I never returned to the woods after that.
It was in that community
where everyone knew each other by name and although her street had some thirty
houses, even as a child, I felt that I belonged. We called her mother’s friends Miss Tillie,
Miss Mary, Miss Beanie and Miss Madeline, in keeping with my grandmother, my
Nana’s southern Maryland roots.
But
in this tightly knit community, the neighborhood had a block party once a month
rotating throughout the community. My
brother I relished the times when our parents hosted the event. Even though we were eight and ten, I remember
well the anticipation we had early each morning after our family hosted the
parties just waiting to check out the leftovers.
“Wake up. There are some goodies left. C’mon down,” I
would whisper in his ear.
Down we we would
go to the basement. Still left in the
heavy double cement sink, where the block ice melted to water, we would find
Nehi, Grape Soda and Root Beer, and a few bottles of Fresca. My Dad and I went into downtown Baltimore the
evening before to the ice house where this was purchased. He would lie it in the trunk of the car
between two pieces of leather to ensure it wouldn’t melt too much on the long
ride home.
Dad’s family were
originally from England, too, although he was born in New Jersey. Most of his family immigrated to the south
living in Virginia and North Carolina.
Dad
was the social organizer for the community.
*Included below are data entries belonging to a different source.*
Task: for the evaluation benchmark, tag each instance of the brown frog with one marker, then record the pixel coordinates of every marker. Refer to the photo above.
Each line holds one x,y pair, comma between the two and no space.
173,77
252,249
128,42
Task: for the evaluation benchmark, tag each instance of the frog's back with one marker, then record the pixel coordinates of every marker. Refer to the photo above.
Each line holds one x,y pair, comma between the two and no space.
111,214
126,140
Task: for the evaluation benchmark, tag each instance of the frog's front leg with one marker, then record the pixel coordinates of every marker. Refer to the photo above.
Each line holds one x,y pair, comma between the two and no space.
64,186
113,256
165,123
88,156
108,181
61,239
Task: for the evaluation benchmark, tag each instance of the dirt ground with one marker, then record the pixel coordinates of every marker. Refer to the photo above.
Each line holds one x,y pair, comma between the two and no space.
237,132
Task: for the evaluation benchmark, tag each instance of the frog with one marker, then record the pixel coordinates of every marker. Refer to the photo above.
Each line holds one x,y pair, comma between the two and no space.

He started the first baseball league in Woodlawn, an honor for which he
was long remembered. But his efforts
were mostly confined to outside the family.
I don’t ever remember a closeness between our parents. A cold war lived in the silence in our house
for as long as I can remember. Both of
them would bury themselves in their individual interests. The tension was ever
present and I always felt as though a storm was about to erupt. It was like a living inside a pressure
cooker.
Dad wasn’t home
much in the evening, but he was home during the day. On occasions in the mornings, he would make
pancakes before school. They were
ordinary pancakes, but because he made them they were special to me. They were delicious.
He
worked for Metropolitan Life Insurance.
In the early mornings when most fathers were preparing themselves for
work he often ,stayed in bed long after my brother and I had left for
school. Many times when we returned from
school, he hadn’t moved. He wasn’t sleeping.